Os beneficiários do Programa Bolsa Família não precisarão baixar o aplicativo. Segundo Lorenzoni, eles já estão inscritos na base de dados e poderão, entre os dias 16 e 30, escolherem se receberão o Bolsa Família ou a renda básica emergencial, optando pelo valor mais vantajoso.

O ministro da Cidadania lembrou que o benefício de março do Bolsa Família terminou de ser pago no último dia 30. Para ele, o pagamento do novo benefício a essas famílias antes do dia 16 complicaria o trabalho do governo federal, que ainda está consolidando a base de dados, de separar os grupos de beneficiários.

“A lei cria uma série de regras. Temos de fazer filtragem da base de dados. O que acontece? A base já existe. O maior desafio está nas pessoas que não estão em base nenhuma, por isso criamos a solução via aplicativo, internet e central de telefones”, explicou o presidente da Caixa.

Ele lembrou que, no caso do saque imediato do Fundo de Garantia do Tempo de Serviço (FGTS), um terço dos 60 milhões de pagamentos foi feito por aplicativo.

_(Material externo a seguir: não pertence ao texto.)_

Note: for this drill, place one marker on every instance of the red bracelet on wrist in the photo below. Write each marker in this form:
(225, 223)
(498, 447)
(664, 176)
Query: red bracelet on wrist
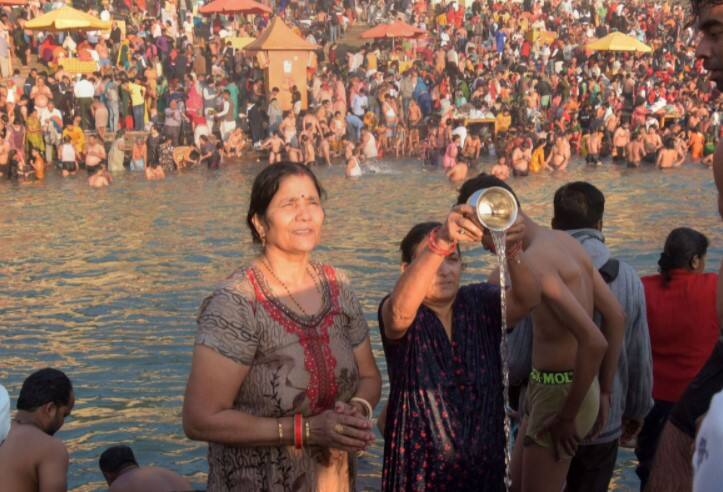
(515, 250)
(434, 247)
(298, 431)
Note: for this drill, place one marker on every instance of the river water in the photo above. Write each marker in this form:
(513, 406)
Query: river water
(105, 284)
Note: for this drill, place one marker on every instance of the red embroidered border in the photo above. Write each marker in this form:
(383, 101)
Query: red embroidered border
(318, 359)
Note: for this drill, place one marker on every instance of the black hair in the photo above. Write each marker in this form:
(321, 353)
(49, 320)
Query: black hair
(480, 182)
(267, 183)
(115, 458)
(578, 205)
(415, 236)
(681, 246)
(44, 386)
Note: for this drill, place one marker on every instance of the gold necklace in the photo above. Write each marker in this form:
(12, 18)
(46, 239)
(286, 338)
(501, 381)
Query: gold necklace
(286, 288)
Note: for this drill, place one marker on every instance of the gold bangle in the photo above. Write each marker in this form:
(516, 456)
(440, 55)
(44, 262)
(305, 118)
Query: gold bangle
(365, 404)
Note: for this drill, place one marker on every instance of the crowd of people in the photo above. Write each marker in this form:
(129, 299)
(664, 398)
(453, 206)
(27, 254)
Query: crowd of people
(600, 357)
(512, 82)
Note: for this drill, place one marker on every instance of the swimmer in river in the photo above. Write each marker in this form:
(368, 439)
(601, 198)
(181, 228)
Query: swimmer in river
(307, 148)
(472, 147)
(325, 148)
(669, 156)
(458, 173)
(521, 157)
(570, 354)
(123, 473)
(635, 150)
(31, 459)
(100, 179)
(353, 169)
(276, 145)
(154, 171)
(501, 170)
(594, 146)
(621, 139)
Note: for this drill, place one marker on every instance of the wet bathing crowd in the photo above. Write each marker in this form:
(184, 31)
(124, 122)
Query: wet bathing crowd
(600, 357)
(295, 384)
(511, 83)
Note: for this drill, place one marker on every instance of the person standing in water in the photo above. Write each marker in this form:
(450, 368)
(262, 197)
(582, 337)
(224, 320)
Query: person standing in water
(445, 417)
(672, 469)
(123, 473)
(31, 459)
(565, 402)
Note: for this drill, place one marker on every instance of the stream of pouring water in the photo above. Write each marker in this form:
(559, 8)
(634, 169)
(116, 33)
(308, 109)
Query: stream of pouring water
(499, 238)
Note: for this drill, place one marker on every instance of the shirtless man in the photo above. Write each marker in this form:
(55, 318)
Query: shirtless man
(154, 171)
(521, 157)
(94, 155)
(652, 143)
(414, 122)
(594, 145)
(307, 148)
(325, 148)
(123, 474)
(501, 170)
(458, 173)
(4, 153)
(101, 179)
(621, 139)
(287, 128)
(565, 402)
(368, 145)
(276, 145)
(31, 459)
(186, 156)
(472, 147)
(41, 95)
(559, 153)
(635, 150)
(669, 156)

Para Guimarães, o índice deve ser semelhante com o novo benefício emergencial.

Desafio

Para o ministro da Economia, Paulo Guedes, que participou da apresentação, o grande desafio do governo não consiste em eventuais atrasos na aprovação de medidas, mas na própria montagem da logística. “Não são um ou dois dias de atraso ou de antecipação. Desde que começamos a formular o programa, o grande desafio é a logística de entrega. É um cronograma quase físico de capturar os cadastros. Não é a aprovação que vai mudar o cronograma físico”, destacou.

Guedes destacou que, em três semanas, o governo saiu de zero para cerca de R$ 800 bilhões em programas de enfrentamento à pandemia do noovo coronavírus e de manutenção dos empregos. A conta, que envolve não apenas gastos novos, mas antecipações de despesas, adiamento de tributos e remanejamentos, está, segundo o ministro, em 3,4% do Produto Interno Bruto (PIB, soma dos bens e dos serviços produzidos). “Nenhum país emergente fez uma movimentação tão rápida de liberação de recursos como o nosso. A implementação está no mesmo ritmo dos Estados Unidos, um país que tem experiências com catástrofes”, declarou.

O ministro cobrou a união de prefeitos, governadores, Executivo federal, Legislativo e Judiciário para andar com as medidas. Em relação à necessidade da aprovação da proposta de emenda à Constituição do orçamento de guerra para a liberação do benefício, o ministro disse que a ala jurídica do Ministério da Economia tinha dado aval para o início do pagamento, mas que a ala econômica da pasta tinha receio de que o descumprimento da regra de ouro, que proíbe a emissão de dívida pública para gastos correntes, prejudicasse o governo, mesmo com o ministro do Supremo Tribunal Federal (STF), Alexandre de Moraes, tendo autorizado os gastos extras.